According to the American College of Physicians, workplace violence occurs so frequently within the healthcare industry that many workers, unfortunately, consider it a part of their job. Between 2002-2013, the rate of serious workplace violence– defined as acts where staff are required to take days off to recuperate– was more than four times greater in healthcare than in the private industry on average, according to the U.S. Department of Labor. What’s more, according to OSHA, 21% of registered nurses and nursing students have reported being physically assaulted while over 50% verbally abused, all in a 12-month period.
This excessive workplace violence cannot go unaddressed.
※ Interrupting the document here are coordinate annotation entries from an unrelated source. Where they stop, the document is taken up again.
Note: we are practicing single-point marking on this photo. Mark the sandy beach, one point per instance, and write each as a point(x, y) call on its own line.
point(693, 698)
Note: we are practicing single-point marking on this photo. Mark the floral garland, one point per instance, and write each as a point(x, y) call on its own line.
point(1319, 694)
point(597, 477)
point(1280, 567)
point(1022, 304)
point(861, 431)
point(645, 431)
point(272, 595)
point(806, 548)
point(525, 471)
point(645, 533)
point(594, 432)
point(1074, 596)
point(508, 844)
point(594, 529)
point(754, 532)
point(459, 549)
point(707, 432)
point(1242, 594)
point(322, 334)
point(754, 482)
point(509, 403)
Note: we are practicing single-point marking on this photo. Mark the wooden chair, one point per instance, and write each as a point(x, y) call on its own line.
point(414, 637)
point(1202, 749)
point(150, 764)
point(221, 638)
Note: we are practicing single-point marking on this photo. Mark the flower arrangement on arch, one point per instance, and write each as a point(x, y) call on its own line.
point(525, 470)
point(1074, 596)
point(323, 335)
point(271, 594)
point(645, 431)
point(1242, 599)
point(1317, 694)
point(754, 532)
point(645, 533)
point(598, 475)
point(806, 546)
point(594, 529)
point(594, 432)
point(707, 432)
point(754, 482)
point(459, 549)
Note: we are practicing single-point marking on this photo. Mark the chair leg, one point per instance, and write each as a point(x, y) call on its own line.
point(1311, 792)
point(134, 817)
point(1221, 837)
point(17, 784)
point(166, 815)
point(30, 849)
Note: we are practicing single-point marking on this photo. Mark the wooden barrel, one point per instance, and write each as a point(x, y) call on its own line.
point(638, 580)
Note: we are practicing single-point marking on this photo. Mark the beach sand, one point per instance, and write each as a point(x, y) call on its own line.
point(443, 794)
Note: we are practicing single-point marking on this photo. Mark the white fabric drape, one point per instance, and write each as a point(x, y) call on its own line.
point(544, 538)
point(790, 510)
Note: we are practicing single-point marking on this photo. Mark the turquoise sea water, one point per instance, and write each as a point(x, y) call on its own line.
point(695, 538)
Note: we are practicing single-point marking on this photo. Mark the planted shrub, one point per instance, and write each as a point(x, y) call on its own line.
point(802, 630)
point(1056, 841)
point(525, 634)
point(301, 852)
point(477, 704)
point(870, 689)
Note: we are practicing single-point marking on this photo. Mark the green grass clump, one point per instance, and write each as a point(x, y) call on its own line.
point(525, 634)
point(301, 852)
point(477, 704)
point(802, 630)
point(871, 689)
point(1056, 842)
Multi-purpose audio monitoring solutions can be easily deployed in medical facilities to both protect healthcare staff and streamline operations, making them an attractive choice for integrators and end customers alike.
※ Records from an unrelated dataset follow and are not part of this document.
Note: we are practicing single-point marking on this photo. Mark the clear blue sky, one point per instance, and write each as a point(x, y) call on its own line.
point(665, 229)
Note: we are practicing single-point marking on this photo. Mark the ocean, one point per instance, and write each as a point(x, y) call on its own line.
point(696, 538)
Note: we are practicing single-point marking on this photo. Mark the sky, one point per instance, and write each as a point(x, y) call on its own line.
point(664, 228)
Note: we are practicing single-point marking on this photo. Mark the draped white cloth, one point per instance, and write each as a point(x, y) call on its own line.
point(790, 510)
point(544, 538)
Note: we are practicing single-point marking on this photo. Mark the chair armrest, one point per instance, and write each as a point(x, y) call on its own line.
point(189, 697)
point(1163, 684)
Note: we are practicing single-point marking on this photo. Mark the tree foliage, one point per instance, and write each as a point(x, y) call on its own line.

Hospitals & Surgical Centers
By installing advanced two-way audio monitoring solutions, like the Louroe Electronics’ ASK-4® Kit #501, in patient rooms and nurse stations, hospitals enable nurses to continuously monitor sick patients and communicate without risk of contamination, saving in-person contact for only necessary care visits.
Emergency Rooms & Urgent Care Clinics
Strategically placing Louroe’s microphones, paired with decibel-level threshold alarming throughout the reception and waiting areas, allows for the early detection of security events that require backup such as a hostile guest verbally harassing other patients and staff. Sounds that exceed the set threshold will immediately trigger an alert for security professionals, reducing the overall reaction time for incidences.
Doctors’ Offices & Psychiatric Centers
In mental health facilities, Louroe’s microphones paired with decibel-level threshold alarming can be placed throughout common areas and patient rooms. When sounds exceed the set threshold, like loud or unusual vocal patterns, an alert is automatically triggered for facility staff. This allows doctors, nurses, and security officers to safely monitor patients who may be a danger to themselves or others.